Elle s'étouffe là, en bord de mer, à Mahâbalipuram,
au milieu de
monuments d'allure prestigieuse, d'inventivité débordante. Je
m'adonne au bavardage mental avec vos dieux, leur explique quelle
a été ma vie, mon rêve auprès d'eux, maintenant leur
servante. Le
temple du rivage, irrésistible, avec son sourire fardé,
m'accueille. Je me recueille. Je suis de là, de partout, de nulle
part. Je dois guider les Hommes en cette terre éternelle,
respecter le dharma. Alors, je suis mon chemin solitaire et
décide d'abandonner la voix. Plus de voix, de paroles, seulement
des actes.
L'acte de la foi. Au moindre faux-pas, punissez-moi de recouvrer
la voix ! L'ancienne, celle aux accents sanglants, aux
intonations meurtrières d'une terre morte aux sons de ses
mensonges. L'autre coule dans mon sang en fleuve d'amour,
secrète.
Stéphanie Bourdy, Paris, 16 juillet 2003.
Pensées indiennes.
Inde multicolore, mère de rêves anciens
Tu distilles ton parfum ambré sur ma peau d'Aryen,
Sombre humain à la couleur triste et l'oil morne
Je convoite tes délices sucrés avec morgue.
Tes dieux fous et insensés me visitent en amis
Aux côtés d'Orphée et Calliope attendris
Par les offrandes de tes mystiques créatures
Aussitôt disparues sur leur galopante monture.
Çiva, Visnu, Brahman hantent mes murs solitaires
Humble et bon, Civa guérit mes démons éphémères
Krishna jette ses pétales sur le voile de ma vie
Et Brahman m'inspire mélopées et mélancolie.
Le généreux Garuda me transporte loin de l'ennui
Dans un monde sonore où n'existe pas la nuit
Éclairée par les reflets célestes et colorés
Des larges saris, fantômes de terrasses délaissées.

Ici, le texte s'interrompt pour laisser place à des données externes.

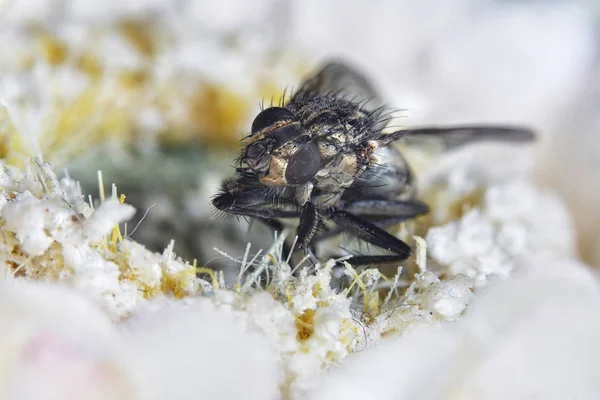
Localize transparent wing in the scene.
[378,125,536,150]
[403,125,535,150]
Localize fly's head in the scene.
[240,107,321,186]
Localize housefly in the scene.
[212,62,534,265]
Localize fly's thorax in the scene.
[260,136,322,185]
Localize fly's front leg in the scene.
[313,200,429,244]
[296,201,321,251]
[329,210,412,263]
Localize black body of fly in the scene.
[213,62,534,265]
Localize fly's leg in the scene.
[329,210,412,263]
[296,201,321,251]
[312,200,429,250]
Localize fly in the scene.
[212,62,535,266]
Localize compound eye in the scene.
[252,107,294,135]
[285,142,321,185]
[246,143,266,159]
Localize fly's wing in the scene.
[292,61,387,131]
[378,125,535,150]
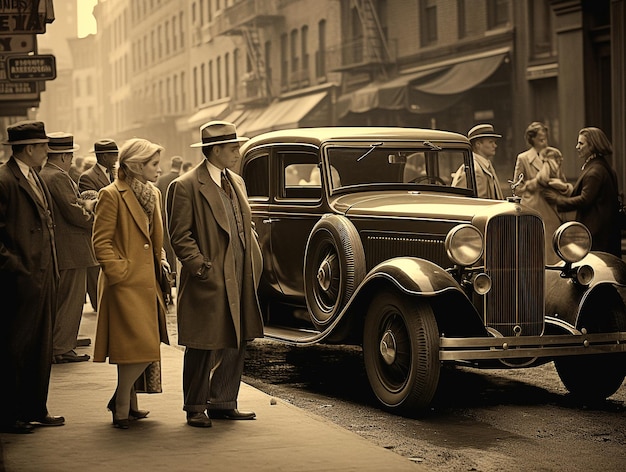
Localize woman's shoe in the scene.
[113,413,130,429]
[128,408,150,420]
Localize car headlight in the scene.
[552,221,591,263]
[446,224,483,267]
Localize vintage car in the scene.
[235,127,626,416]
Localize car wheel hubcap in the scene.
[380,331,398,365]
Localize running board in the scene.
[263,326,328,346]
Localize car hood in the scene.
[332,192,520,222]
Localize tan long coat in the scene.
[167,162,263,350]
[93,180,168,364]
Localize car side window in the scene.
[278,151,322,200]
[242,154,270,201]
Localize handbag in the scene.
[135,361,163,393]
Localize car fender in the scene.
[545,252,626,327]
[331,257,487,340]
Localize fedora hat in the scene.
[91,139,119,154]
[48,132,80,154]
[467,124,502,141]
[3,120,50,144]
[191,121,249,147]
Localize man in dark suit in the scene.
[41,133,98,364]
[78,139,118,311]
[0,121,65,433]
[156,156,183,271]
[167,121,263,428]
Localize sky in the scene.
[76,0,98,38]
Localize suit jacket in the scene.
[40,163,98,270]
[0,157,58,423]
[557,157,622,257]
[513,148,567,206]
[167,163,263,350]
[452,153,504,200]
[78,164,111,193]
[93,180,168,364]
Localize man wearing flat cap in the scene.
[167,121,263,427]
[78,139,119,311]
[452,124,504,200]
[0,121,65,433]
[41,132,98,364]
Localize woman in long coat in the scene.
[93,138,168,429]
[546,127,622,257]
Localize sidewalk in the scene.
[0,305,425,472]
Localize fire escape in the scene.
[328,0,396,78]
[211,0,284,104]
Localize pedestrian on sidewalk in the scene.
[0,121,65,433]
[78,138,118,311]
[93,138,169,429]
[167,121,263,427]
[41,132,98,364]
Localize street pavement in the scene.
[0,304,426,472]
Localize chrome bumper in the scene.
[439,332,626,361]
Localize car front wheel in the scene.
[363,292,440,416]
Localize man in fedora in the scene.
[41,132,98,364]
[0,121,65,433]
[452,124,504,200]
[78,139,118,311]
[167,121,263,427]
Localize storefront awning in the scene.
[337,48,509,118]
[176,102,230,131]
[238,91,328,136]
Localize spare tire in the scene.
[304,215,365,331]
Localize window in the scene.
[242,154,270,201]
[315,20,326,77]
[420,0,437,47]
[487,0,509,29]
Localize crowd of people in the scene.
[0,120,263,434]
[0,121,621,433]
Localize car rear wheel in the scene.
[363,293,440,416]
[304,215,365,330]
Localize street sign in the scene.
[6,54,57,82]
[0,34,37,54]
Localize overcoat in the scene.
[40,162,98,270]
[93,180,169,364]
[168,161,263,350]
[0,157,58,423]
[557,157,622,257]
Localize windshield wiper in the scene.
[356,143,383,162]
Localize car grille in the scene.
[484,215,545,336]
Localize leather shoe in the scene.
[2,421,35,434]
[187,412,211,428]
[209,408,256,420]
[33,415,65,426]
[52,350,90,364]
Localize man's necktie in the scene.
[26,169,48,207]
[221,172,233,200]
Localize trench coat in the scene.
[167,161,263,350]
[556,157,622,257]
[0,157,59,424]
[93,180,169,364]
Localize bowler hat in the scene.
[3,120,50,144]
[93,139,119,154]
[191,121,249,147]
[48,132,80,154]
[467,124,502,141]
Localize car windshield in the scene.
[322,143,468,191]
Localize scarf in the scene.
[127,176,156,221]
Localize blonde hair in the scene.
[117,138,164,180]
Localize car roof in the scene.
[241,126,469,153]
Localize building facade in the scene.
[35,0,626,187]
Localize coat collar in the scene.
[112,179,154,238]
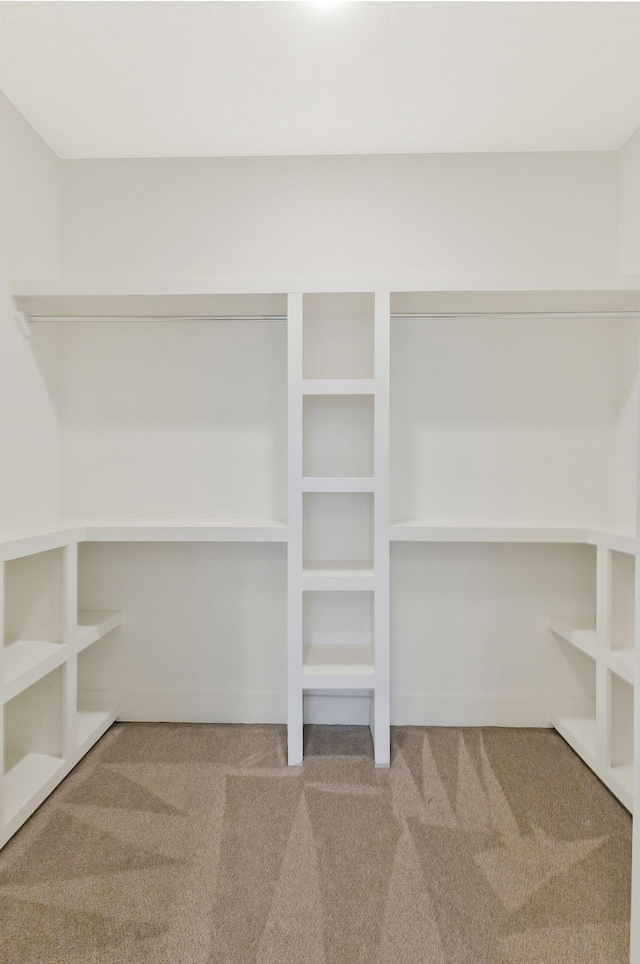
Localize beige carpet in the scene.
[0,724,631,964]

Et l'esprit libre divague près des rives sacrées
Du Gange qui murmure sa mélodie mystérieuse
À un ascète méditant, venu purifier son karman.
Sur cette autre terre, je me perds avec l'envie religieuse
D'y rester. Tanjore, Madurai, Kanchipuram, Mahabalipuram
S'emparent de mon âme pour y planter leur majestueux gopuram !
Stéphanie Bourdy, Paris, 28.02.2003.
Aujourd'hui tinte l'heure des retrouvailles.
Que ma liberté s'accomplisse vaille que vaille !
Sans remord, ni honte. D'eux, je viens vous enlever
Au son d'estivale mélopée, o chère aînée.
Aucune souffrance passée n'est oubliée,
Comme deux jumelles au lit séparé
Qui buvaient au téton amer d'une étrangère
Seules, résignées, devant l'avanie de leurs congénères.
Et la passion dit : libérons l'amour en nous,
Nos poignets ligotés par les fous,
Ô Entendez, oreille des morts, notre cri d'espoir.
J'escalade, les monts de la colère écarlate,
Dans mes yeux vivent vos yeux et la mer plate,
Sur laquelle, la danse du soleil, unit nos deux corps.
Stéphanie Bourdy, Paris, 10 juillet 2003.
Dans les tréfonds de mon être
Vit au cour d'amers poisons
Une déchirure qui ride, au souvenir lointain,
Le visage d'amour.
Dans les tréfonds de mon cour
Bât une cathédrale de rêves
Aux flèches de douleur, qui percent
Comme le ciel dévot, ma chair nue.
À l'humeur triste, elle se drape le jour,
D'un voile sanglant.
Stéphanie Bourdy, Paris, le 21. 07. 03.
L'amour toujours là au faîte de l'été
Qui dicte sa loi d'insoumis au jour,
À la nuit. Et fait danser les heures étoilées
Au rythme d'enivrants tambours.
En une farandole d'images,
Il mène sa ronde au-dessus du bateau
Qui tangue sur l'océan de passage
Comme l'hymne à l'aimée sur les flots.
Aérien, éphémère, il va et vient
À la recherche d'un port d'attache ou rien.
Je le capture pour dessiner un brin de rêve
Sur la feuille, qui boit à sa coupe, sans trêve.
Peu après l'ivresse surgit le fantôme du doute
Et ses acolytes pleurant de joie et de haine
Devant le film d'amour cérébral en route
Qui suspend mon temps au mat de misaine.